L’affirmation d’une « désescalade » diplomatique à Genève cache mal les incertitudes portant autant sur l’Ukraine que sur une nouvelle phase de l’ordre mondial.
Si l’hypothèse était que Poutine préparait dans les régions de l’Est de l’Ukraine le même scénario qu’en Crimée, il est certain que Genève est une « désescalade ». L’accord prévoit, sous surveillance d’une délégation de l’OSCE, que s’opère « le désarmement des groupes armés illégaux » et « l’évacuation des bâtiments occupés ». Et la négociation elle-même impliquait de fait une certaine reconnaissance par Moscou du gouvernement de Kiev, jusque-là caractérisé comme issu d’un « coup d’État fasciste ». Mais il n’est pas évident que Poutine ait visé la sécession de ces régions, plus organiquement « ukrainiennes » que la Crimée, et leur rattachement à la Russie (et donc qu’il « recule »). On peut estimer que la réunion de Genève est plutôt une victoire immédiate pour Poutine, avec le silence diplomatique sur la Crimée et la progression de l’option défendue par Moscou d’une forme ou d’une autre de « fédéralisation » de l’Ukraine. Une telle évolution peut n’être qu’une phase vers son éclatement, que celui-ci soit souhaité ou pas : on peut douter de la capacité des forces politiques dominant à Kiev à surmonter la défiance qu’elles suscitent et à unifier le pays... surtout si la Russie apparaît aux régions de l’Est (comme l’UE dans l’Ouest) porteuse d’une situation sociale moins dégradée, alors que le pays est au bord de la cessation de paiement et soumis à « l’aide » du FMI...

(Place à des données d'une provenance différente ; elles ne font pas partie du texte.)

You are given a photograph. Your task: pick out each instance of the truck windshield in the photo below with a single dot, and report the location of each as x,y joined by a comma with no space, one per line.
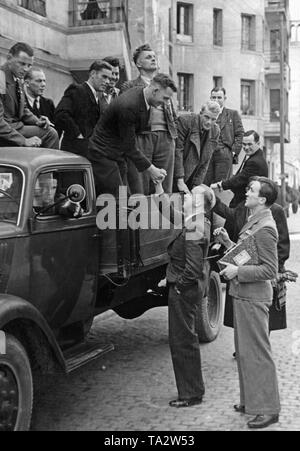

Sur le terrain, une accalmie loin d’être assuréeLes « séparatistes » de l’Est refusent de rendre les armes tant que le gouvernement de Kiev – à leur yeux illégitime – reste en place. Au-delà de l’instrumentalisation par Moscou de ces contestations, on peut croire à un véritable écart entre négociations au sommet et réactions populaires incontrôlées, comme ce fut le cas pour Maïdan. Les diplomates de Genève sont bien loin du terrain : comment tournera le dialogue entre Kiev et les populations de l’est, et qui les représentent ? On ne sait pas non plus ce qu’il adviendra des tensions, entre le ministre de l’Intérieur et Pravyi Sektor qui nie avoir des armes illégales, ainsi qu’autour des barricades et campements de Maïdan qui demeurent en place. Poutine a sans doute poussé à l’offensive sanglante contre Maïdan qui a coûté son poste à Ianoukovitch. Sa récupération de la Crimée polarise les réactions de crainte ou de soutien d’une politique grand russe qui a exploité les fragilités du gouvernement de Kiev pour s’affirmer dans l’après guerre-froide face à un occident en crise. Les enjeux intérieurs à l’Ukraine ne dépendent pas en premier lieu de ces enjeux géopolitiques, mais des mouvements sociaux et politiques. Le mouvement irrédentiste de Maïdan se heurte à l’absence d’alternative progressiste crédible dans tout le pays, en Russie et dans l’UE : c’est ce que nous devons construire.